A multithreaded second order accurate finite volume hydrodynamics solver on static Cartesian and Voronoi meshes.
Includes grid generation methods from vmp and a second order slope limited MUSCL Hankock scheme to solve the Euler equations as in (Springel 2010) and an HLLC Riemann solver. Additionally there exist various plotting and analysis routines in a python visualization toolkit.
Note
The original version of this code was part of my bachelor thesis and can be found here. This version has some improvements and generally is more cleaned up.
- parallelization of hydro calculations
- CFL timestepping
- general code cleanup + removal of advection, SWE ...
- improved KH and RT initial conditions for direct comparison to (Springel 2010)
- improved file naming & initial conditions into seperate file
- run & compile options in bash file
run.sh - option to restart code from snapshot
- customizable box length
- HLLC riemann solver instead of HLL
- Profiling option (compile with
./run.sh -btto activate)
KH: cartesian FV 2nd-order, HLLC
RT: N = 48x144, cartesian FV 2nd-order, HLLC
2D-Riemann Problem as in (Kurganov and Tadmor, 2002)
Strong scaling for a N=300x300, t = 0.01s, 3 snapshot, KH testcase. f_parallel = 99.3% allows for a theoretical max speedup of 143.

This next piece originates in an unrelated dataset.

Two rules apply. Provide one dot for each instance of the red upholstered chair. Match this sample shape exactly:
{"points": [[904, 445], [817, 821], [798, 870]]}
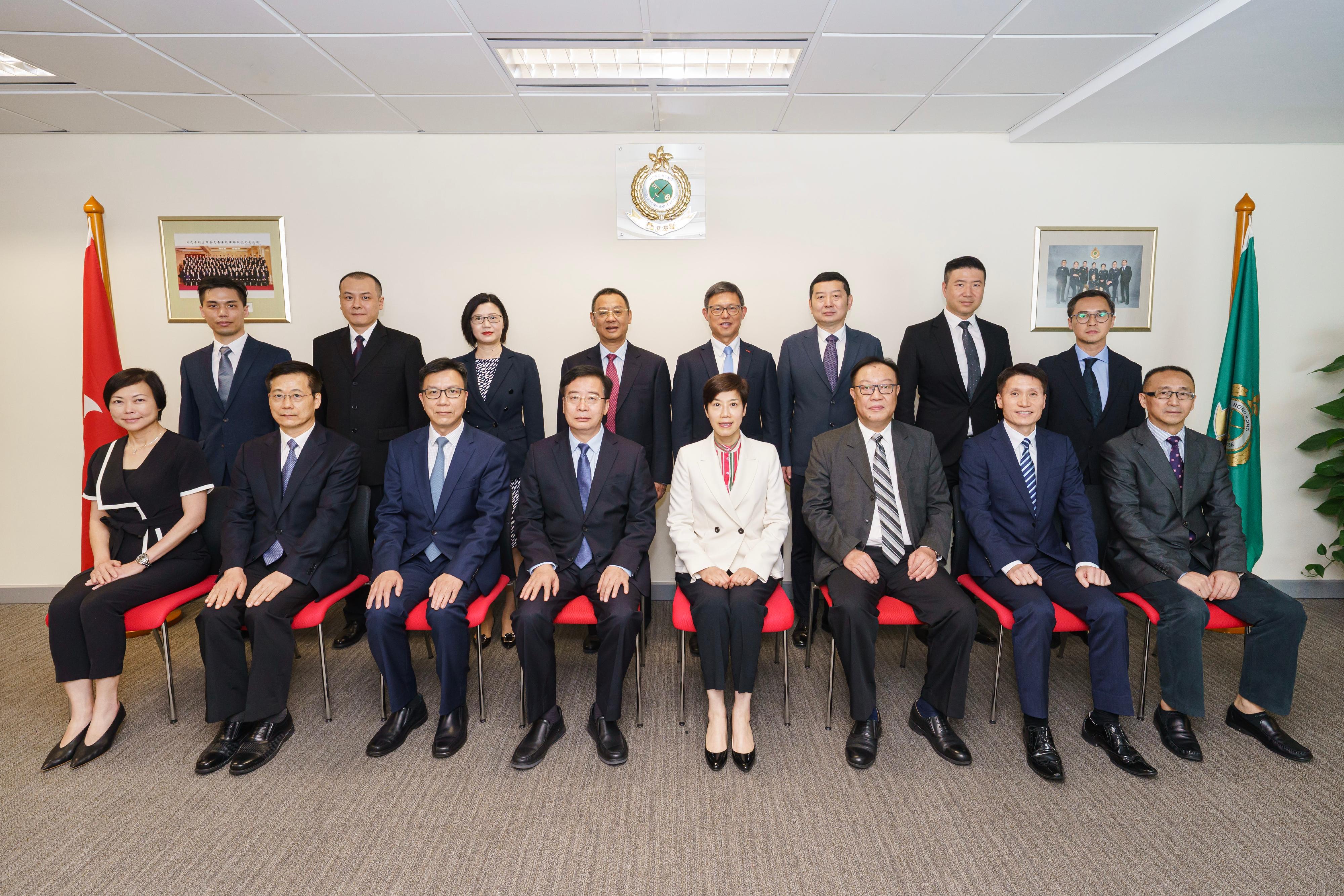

Gradient and flux calculation are by far the most time consuming. For high thread numbers the single-thread snapshot saving becomes relevant.
Before starting make sure you have the following installed:
- C++ with a working compiler that supports OpenMP
- CMake
- Git (alternatively one can manually download the files)
- Python packages for
vis_tk.py:
pip install pandas numpy matplotlib tqdm scipy sodshock aeropy geopandas Start by going into the folder where you want to clone the repository into and do:
git clone https://github.com/lucas56098/openmpFV.gitAfter that run the install script
cd openmpFV
chmod +x install.sh
./install.shThis will install the Eigen header Library into src/Eigen.
You can specify your simulation options in the run.sh and build the code with
./run.sh -bIf you want to activate the time profiling compile with ./run.sh -bt instead.
To run the simulation simply do
./run.shIf everything works correctly your output will look something like this
Starting program...
grid generated
file storage format: src/files/testfolder/v_n10_FV2_BC-1_1_0s_testname_step0.csv
snap nr. : delta_t : t_sim, Time: [ELAPSED < ETA]
---------------------------------------------------
0 : 0.000984895 : 0, Time: [00:00<35791394:07]
250 : 0.00109206 : 0.252848, Time: [00:00<00:00]
500 : 0.0010486 : 0.531439, Time: [00:00<00:00]
750 : 0.000893345 : 0.770378, Time: [00:00<00:00]
1000 : 0.000808048 : 0.98032, Time: [00:00<00:00]
1023 : 0.000813236 : 0.999675, Time: [00:00<00:00]
---------------------------------------------------
Total time: 0.197646
max RSS memory size: 11.9062 MB
done
As a next step you can visualize a snapshot using vis_tk.py. Simply make a new python file in src and run. To find your snapshots look at the file storage format above.
import vis_tk as v
# load snapshot
s, p, q = v.process_file("files/your_folder_name/your_filename.csv")
# plot density
v.plot_2D(s, p, q[:, 1], vmin = 0, vmax = 3)For now just look through the vis_tk.py package for further plotting options and through the run.sh file for changed run options. Eventually a documentation might follow.